As a nutrition professional veering more and more into food-based approaches to preventing and managing malnutrition, I have felt the need to get more in touch with organic vegetable gardening and the many components it encompasses. In the field of international nutrition, there has been a growing interest in the linkages between agriculture and nutrition. While it had long been assumed that gains in agricultural productivity would automatically lead to gains in nutritional status, what became clear is that this relationship is not a given without specific goals or actions related to nutrition (an example of what is now termed “nutrition-sensitive” programming). On a personal level, my technical knowledge of human nutrition mostly begins after the food has already been grown. I know which foods and nutrients are needed on a daily basis and in what proportion, but I would be fairly useless in figuring out how to produce those foods starting from seed.

In early March, I spent a week at the Kusamala Institute of Agriculture and Ecology in Lilongwe, Malawi enrolled in a gardener’s course they offer once per year. Kusamala was founded in 2009 and serves as Malawi’s largest permaculture demonstration site. In its original conception, permaculture was a marrying of the words “permanent” and “agriculture,” but has evolved to comprise other aspects of life as well, including efficient energy usage and waste management. Permaculture is essentially a design system with a vision oriented towards long-term sustainability, and inherent to it is care for others and care for the environment.

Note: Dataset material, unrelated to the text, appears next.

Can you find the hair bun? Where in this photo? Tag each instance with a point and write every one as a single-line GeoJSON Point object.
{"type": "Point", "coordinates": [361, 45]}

As Community Nutrition Support Fellows this year at Clinton Development Initiative, my co-fellow and I have been developing a community nutrition program with a component focused on the integration of nutritional gardens at the pre-, primary, and secondary school levels in a rural district in Malawi. For me, this course was an opportunity to gain a more comprehensive understanding of the Malawian food system and to explore the ways by which a more holistic approach to food production can contribute to higher yields of diverse crops, increased dietary diversity, and improved nutritional status.

During my week at Kusamala, I studied under two Malawian instructors who combined classroom lectures (our classroom just happened to be a grass-roofed rondoval) with field practice. My classmates and I had the opportunity (actually, it was our classwork) to, among other things, create compost piles, plant banana trees for gray water management, pound chili peppers and onions into a natural pest control cocktail, prepare garden beds for planting, and transplant young seedlings from a nursery bed into the main garden.

While I did not magically transform into an expert gardener over the course of one week, I left Kusamala with a practical sense of how soil nutrition translates into plant nutrition and eventually human nutrition and I gained a deeper appreciation for (and a very brief glimpse into) the incredible amount of hard work that goes into the noble calling of cultivating the earth and growing food.